Zeka gerçekten de sadece anneden mi geçiyor?

Bir süre önce sosyal medya hesaplarımız bilimsel dayanakları olduğu iddia edilen, altında birtakım makale isimlerinin sıralandığı yazılarla doldu. Bu yazılar, hem anne hem babadan aldığımız diğer genetik özelliklerin aksine zekanın, hatta direkt olarak IQ seviyesinin anneden geçtiğini iddia ediyordu. Peki bu, gerçek olabilir mi, yani annemiz kadar mı zekiyiz? Bu konuda yazılıp çizilenlere ve işin iç yüzüne sizlerle birlikte bakalım…

Kromozomların çocuklara geçişi

Yazıların ortak noktası şu iddiaya dayanıyordu: Zekayı etkileyen genetik yapı (bunlara “zeka genleri” diyelim) X kromozomuyla ilişkiliydi ve annede iki tane X kromozomu bulunduğuna göre, çocuğun bunlardan birini mutlaka aldığına göre annenin zeka seviyesine sahip olması daha olasıydı.

Hemen küçük bir arka plan bilgisi verelim: Kadınlar XX, erkekler XY kromozomlarına sahiptir. Yani bir kadının vücudundaki her bir hücrede iki tane X kromozomu bulunurken, erkekler bir X bir de Y kromozomuna sahiptir. Sperm ve yumurta birleşip yeni bir canlı oluştururken, annedeki X kromozomlarından biri, babadan da X ya da Y çocuğa geçer. Babadan geçen kromozoma göre çocuğun cinsiyeti belirlenir; X geçtiyse çocuk XX (kız), Y geçtiyse çocuk XY (erkek) olur. Bir diğer deyişle, erkek doğuramadığı için kadınlara kızmak bilimsel olarak yanlıştır; zira cinsiyeti babadan geçen kromozom belirler (elbette bize göre herkes eşit olduğundan anneye ya da babaya kızmak düşünülemez bile, ama konumuz sosyoloji olmadığından bu kısmı geçelim).

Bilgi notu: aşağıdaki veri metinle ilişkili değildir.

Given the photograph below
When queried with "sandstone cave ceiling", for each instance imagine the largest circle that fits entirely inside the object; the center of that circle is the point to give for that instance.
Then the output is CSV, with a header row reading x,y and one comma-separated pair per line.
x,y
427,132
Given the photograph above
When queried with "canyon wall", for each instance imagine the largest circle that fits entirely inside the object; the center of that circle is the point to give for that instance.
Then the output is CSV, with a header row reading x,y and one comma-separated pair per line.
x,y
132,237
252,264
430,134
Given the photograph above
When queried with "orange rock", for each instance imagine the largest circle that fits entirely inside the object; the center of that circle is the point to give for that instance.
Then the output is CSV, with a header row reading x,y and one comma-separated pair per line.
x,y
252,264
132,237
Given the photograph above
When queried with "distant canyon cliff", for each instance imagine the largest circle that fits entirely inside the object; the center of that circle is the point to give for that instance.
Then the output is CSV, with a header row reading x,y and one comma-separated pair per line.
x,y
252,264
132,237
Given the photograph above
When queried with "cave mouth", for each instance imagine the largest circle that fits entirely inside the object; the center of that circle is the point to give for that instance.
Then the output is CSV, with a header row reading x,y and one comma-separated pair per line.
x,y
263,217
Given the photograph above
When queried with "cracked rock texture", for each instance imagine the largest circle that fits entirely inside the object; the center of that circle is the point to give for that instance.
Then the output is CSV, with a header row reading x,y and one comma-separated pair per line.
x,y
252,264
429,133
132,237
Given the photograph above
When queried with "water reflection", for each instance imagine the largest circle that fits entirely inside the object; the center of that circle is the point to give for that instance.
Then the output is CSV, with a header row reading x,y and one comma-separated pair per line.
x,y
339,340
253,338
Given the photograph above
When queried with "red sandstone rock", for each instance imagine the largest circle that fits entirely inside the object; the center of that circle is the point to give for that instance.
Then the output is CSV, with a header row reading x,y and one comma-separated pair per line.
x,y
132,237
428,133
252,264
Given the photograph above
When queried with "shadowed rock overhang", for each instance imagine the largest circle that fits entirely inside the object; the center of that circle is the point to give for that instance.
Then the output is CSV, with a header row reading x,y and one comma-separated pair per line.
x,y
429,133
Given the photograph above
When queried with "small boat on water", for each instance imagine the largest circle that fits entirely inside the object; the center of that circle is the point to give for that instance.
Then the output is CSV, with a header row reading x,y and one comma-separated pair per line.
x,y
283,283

Annenin kromozomlarından biri kendi babasından gelmiyor mu?

Peki anne, iki X kromozomunu nereden almıştır? Elbette kendi annesi ve babasından. Annemizin X’lerinden biri kendi babasına ait olduğuna göre, çocuğuna da bunu geçirmesi yüzde 50 olasılıkla mümkündür. Bu arada iki X kromozomu arasında birtakım gen alışverişleri olduğunu da ekleyelim. Yani, annemizin kendi ebeveynlerinden aldığı X kromozomları birbiriyle aynı olmadığı gibi, çocuğa geçene kadar kendi aralarında gen dizileri değiş-tokuş ettikleri için çocuğa geçen kromozom da nine ve dedesiyle tam olarak aynı olmaz. Ayrıca, iki X kromozomuna sahip insanlarda her bir hücre kromozomların bir kısmını devre dışı bırakır. Yani benzer özellikleri yöneten genlerden sadece biri aktif olarak kalır.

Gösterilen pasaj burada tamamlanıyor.